Suppression des couches jetables dans les crèches

  • Plusieurs communes ont équipé les crèches municipales de couches lavables : c’est le cas du multi-accueil de Haye-Fouassière en Loire-Atlantique, de la crèche de Bègles près de Bordeaux, ou encore de la crèche d’Epoisses à Besançon.  ETP, équipement de lavage
  • D’autres communes ont fait le choix d’expérimenter les couches compostables dans les crèches municipales pour plusieurs mois, avec un bilan positif : Bordeaux, Libourne, Poitiers… A Lyon, la moitié des crèches municipales sont désormais équipées en couches compostables, soit 26 structures, permettant de produire chaque mois près d’une tonne de compost.
  • Dans l’ensemble de ces retours d’expérience, la formation du personnel des crèches a été une étape indispensable pour instaurer ces nouvelles pratiques et adapter l’existant. De même, les échanges avec les parents ont permis de trouver un mode de fonctionnement efficace et de rassurer les familles.
  • A une échelle intercommunale, certaines collectivités vont encore plus loin dans la sensibilisation des parents, à travers le prêt ou l’aide à l’achat de couches lavables, la formation des assistant⸱es maternel⸱les, ou la mise en œuvre de défis foyers zéro déchet. Les collectivités peuvent également soutenir financièrement l’implantation d’un système de lavage – location de couches sur le territoire.
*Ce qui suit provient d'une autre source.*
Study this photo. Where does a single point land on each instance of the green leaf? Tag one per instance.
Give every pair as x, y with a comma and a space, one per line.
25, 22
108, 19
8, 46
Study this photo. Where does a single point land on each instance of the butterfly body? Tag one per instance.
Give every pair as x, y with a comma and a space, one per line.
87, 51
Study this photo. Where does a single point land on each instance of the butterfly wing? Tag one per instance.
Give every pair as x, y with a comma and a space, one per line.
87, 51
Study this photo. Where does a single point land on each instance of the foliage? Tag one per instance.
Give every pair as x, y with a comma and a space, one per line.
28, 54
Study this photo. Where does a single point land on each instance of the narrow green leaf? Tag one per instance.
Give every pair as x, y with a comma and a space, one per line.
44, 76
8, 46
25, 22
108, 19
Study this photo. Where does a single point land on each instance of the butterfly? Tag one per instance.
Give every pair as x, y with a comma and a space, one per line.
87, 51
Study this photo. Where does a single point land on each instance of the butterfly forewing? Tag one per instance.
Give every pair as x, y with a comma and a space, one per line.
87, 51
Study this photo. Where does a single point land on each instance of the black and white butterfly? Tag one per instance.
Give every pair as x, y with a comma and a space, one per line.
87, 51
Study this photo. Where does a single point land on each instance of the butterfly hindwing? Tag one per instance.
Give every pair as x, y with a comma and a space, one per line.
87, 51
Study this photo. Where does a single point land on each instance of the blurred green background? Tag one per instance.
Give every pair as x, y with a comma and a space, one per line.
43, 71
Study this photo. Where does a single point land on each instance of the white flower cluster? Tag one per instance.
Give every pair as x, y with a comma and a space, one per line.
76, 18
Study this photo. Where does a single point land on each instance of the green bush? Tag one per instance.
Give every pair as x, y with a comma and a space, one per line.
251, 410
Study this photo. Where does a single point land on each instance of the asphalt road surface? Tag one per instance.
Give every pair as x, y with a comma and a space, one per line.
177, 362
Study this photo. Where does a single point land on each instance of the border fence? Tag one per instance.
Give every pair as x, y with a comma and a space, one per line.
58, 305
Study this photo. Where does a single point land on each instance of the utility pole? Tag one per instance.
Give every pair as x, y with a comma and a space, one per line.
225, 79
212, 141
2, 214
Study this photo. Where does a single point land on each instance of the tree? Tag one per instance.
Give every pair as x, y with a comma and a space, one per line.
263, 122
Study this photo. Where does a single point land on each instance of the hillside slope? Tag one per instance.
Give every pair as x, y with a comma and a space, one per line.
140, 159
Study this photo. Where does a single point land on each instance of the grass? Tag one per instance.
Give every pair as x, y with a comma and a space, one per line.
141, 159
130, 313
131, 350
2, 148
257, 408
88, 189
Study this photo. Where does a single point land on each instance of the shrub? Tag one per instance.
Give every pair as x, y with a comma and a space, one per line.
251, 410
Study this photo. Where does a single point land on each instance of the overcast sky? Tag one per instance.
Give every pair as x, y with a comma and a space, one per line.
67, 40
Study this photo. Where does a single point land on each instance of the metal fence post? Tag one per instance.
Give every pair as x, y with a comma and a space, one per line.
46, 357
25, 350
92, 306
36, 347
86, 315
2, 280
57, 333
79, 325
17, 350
Ambition globale de réduire le plastique dans les cantines et les crèches

La ville de Paris a mis en place plusieurs types d’actions en parallèle avec l’ambition de supprimer le plastique dans les crèches et les cantines pour les repas :

  • Achat de biberons en verre pour les crèches municipales depuis 2019, avec une durée de vie finalement plus longue que le plastique (résistance aux chocs).
  • Équipement des cantines du 12è arrondissement en plateaux inox pour le service dans les cantines des écoles maternelles et élémentaires, et dans la moitié des collèges de l’arrondissement. Ces plateaux en inox remplacent les assiettes et contenants de service : avec une charge réduire de 1,15 kg par rapport aux anciens plateaux classiques en plastique avec vaisselle, ils permettent de réduire la pénibilité pour le personnel, l’utilisation d’eau (60 % de vaisselle en moins à laver pour un service complet), et la casse et donc les coûts ( moins de renouvellement nécessaire).
  • Expérimentation des couches compostables dans certaines crèches.
  • Des actions ont également été mises en place dans les crèches pour éliminer progressivement les jouets en plastique, afin de lutter contre les perturbateurs endocriniens.

Lutte contre le gaspillage alimentaire

  • “Mission Zéro Gaspi” dans la ville d’Avignon (90 000 habitant.es) : plusieurs actions conjointes de lutte contre le gaspillage alimentaire ont été menées dans les 39 cantines de la ville (maternelles et élémentaires). Résultat :  une baisse de 50% du gaspillage alimentaire en 3 ans. Des pesées périodiques ont permis d’identifier les sources de gaspillage, et un challenge anti-gaspi, mené dans toutes les cantines depuis 2023, a permis de sensibiliser les enfants et le personnel des cantines.
  • Les frigos solidaires de Saint-André-de-Cubzac (12 000 habitant.es) : mise en place de frigos partagés pour distribuer les restes alimentaires non servis issus des cantines municipales.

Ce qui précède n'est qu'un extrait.